Biofilms formed by Candida albicans bloodstream isolates display phenotypic and transcriptional heterogeneity that are associated with resistance and pathogenicity
1 Infection and Immunity Research Group, Glasgow Dental School, School of Medicine, College of Medical, Veterinary and Life Sciences, University of Glasgow, 378 Sauchiehall Street, Glasgow G2 3JZ, UK
2 Laboratory of Microbiology, Department of Health Sciences, Università degli Studi di Milano, Milan, Italy
3 Division of Human Pathology, Department of Health Sciences, Università degli Studi di Milano, Milan, Italy
4 Institute of Healthcare Associated Infection, School of Health, Nursing and Midwifery, University of the West of Scotland, Paisley, UK
5 Microbiology Department, Glasgow Royal Infirmary, Glasgow, UK
BMC Microbiology 2014, 14:182 doi:10.1186/1471-2180-14-182Published: 5 July 2014
Candida albicans infections have become increasingly recognised as being biofilm related. Recent studies have shown that there is a relationship between biofilm formation and poor clinical outcomes in patients infected with biofilm proficient strains. Here we have investigated a panel of clinical isolates in an attempt to evaluate their phenotypic and transcriptional properties in an attempt to differentiate and define levels of biofilm formation.

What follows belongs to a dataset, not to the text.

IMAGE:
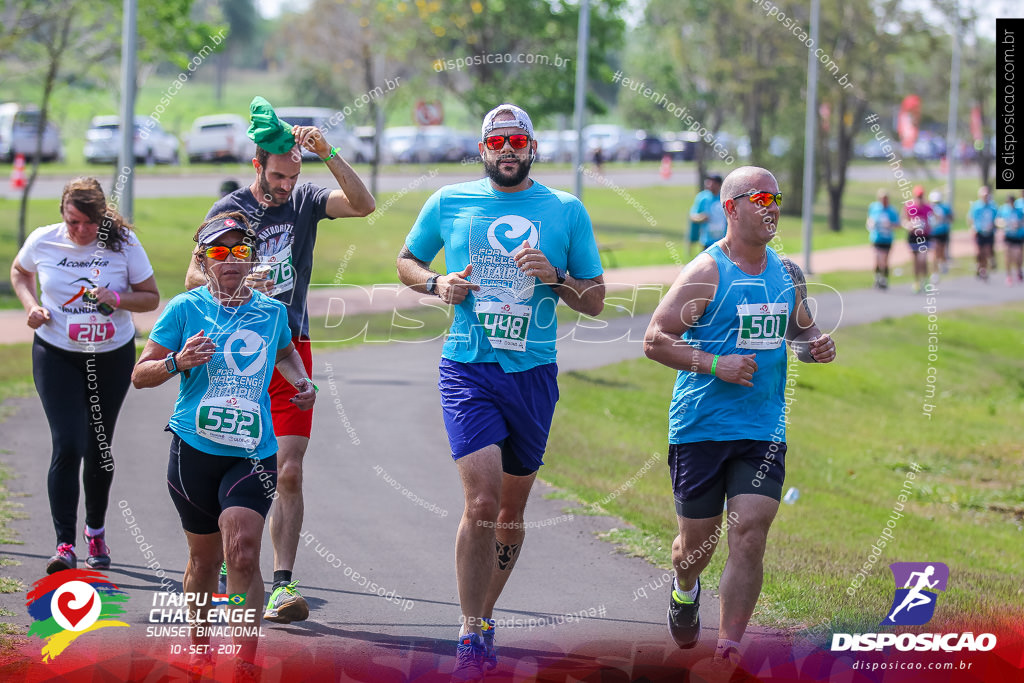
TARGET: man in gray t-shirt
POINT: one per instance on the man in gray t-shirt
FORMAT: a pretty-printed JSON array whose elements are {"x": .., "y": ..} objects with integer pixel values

Biofilm formation was shown to be heterogeneous; with isolates being defined as either high or low biofilm formers (LBF and HBF) based on different biomass quantification. These categories could also be differentiated using a cell surface hydrophobicity assay with 24 h biofilms. HBF isolates were more resistance to amphotericin B (AMB) treatment than LBF, but not voriconazole (VRZ). In a Galleria mellonella model of infection HBF mortality was significantly increased in comparison to LBF. Histological analysis of the HBF showed hyphal elements intertwined indicative of the biofilm phenotype. Transcriptional analysis of 23 genes implicated in biofilm formation showed no significant differential expression profiles between LBF and HBF, except for Cdr1 at 4 and 24 h. Cluster analysis showed similar patterns of expression for different functional classes of genes, though correlation analysis of the 4 h biofilms with overall biomass at 24 h showed that 7 genes were correlated with high levels of biofilm, including Als3, Eap1, Cph1, Sap5, Plb1, Cdr1 and Zap1.

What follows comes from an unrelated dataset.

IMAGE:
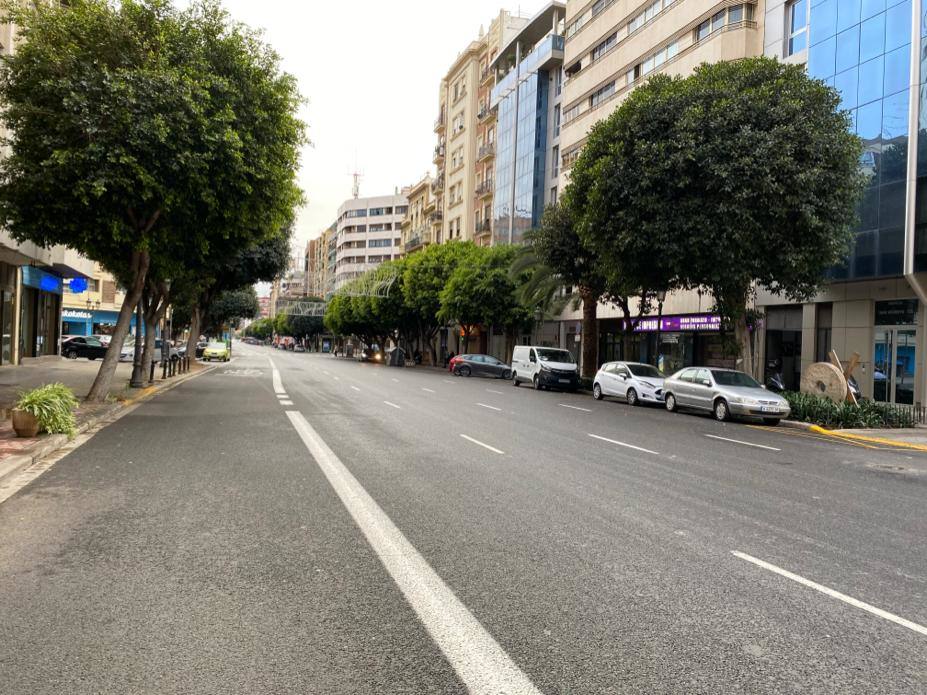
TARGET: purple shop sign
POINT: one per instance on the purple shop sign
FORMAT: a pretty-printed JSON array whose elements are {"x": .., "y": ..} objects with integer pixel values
[{"x": 695, "y": 322}]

Our findings show that biofilm formation is variable amongst C. albicans isolates, and categorising isolates depending on this can be used to predict how pathogenic the isolate will behave clinically. We have shown that looking at individual genes in less informative than looking at multiple genes when trying to categorise isolates at LBF or HBF. These findings are important when developing biofilm-specific diagnostics as these could be used to predict how best to treat patients infected with C. albicans. Further studies are required to evaluate this clinically.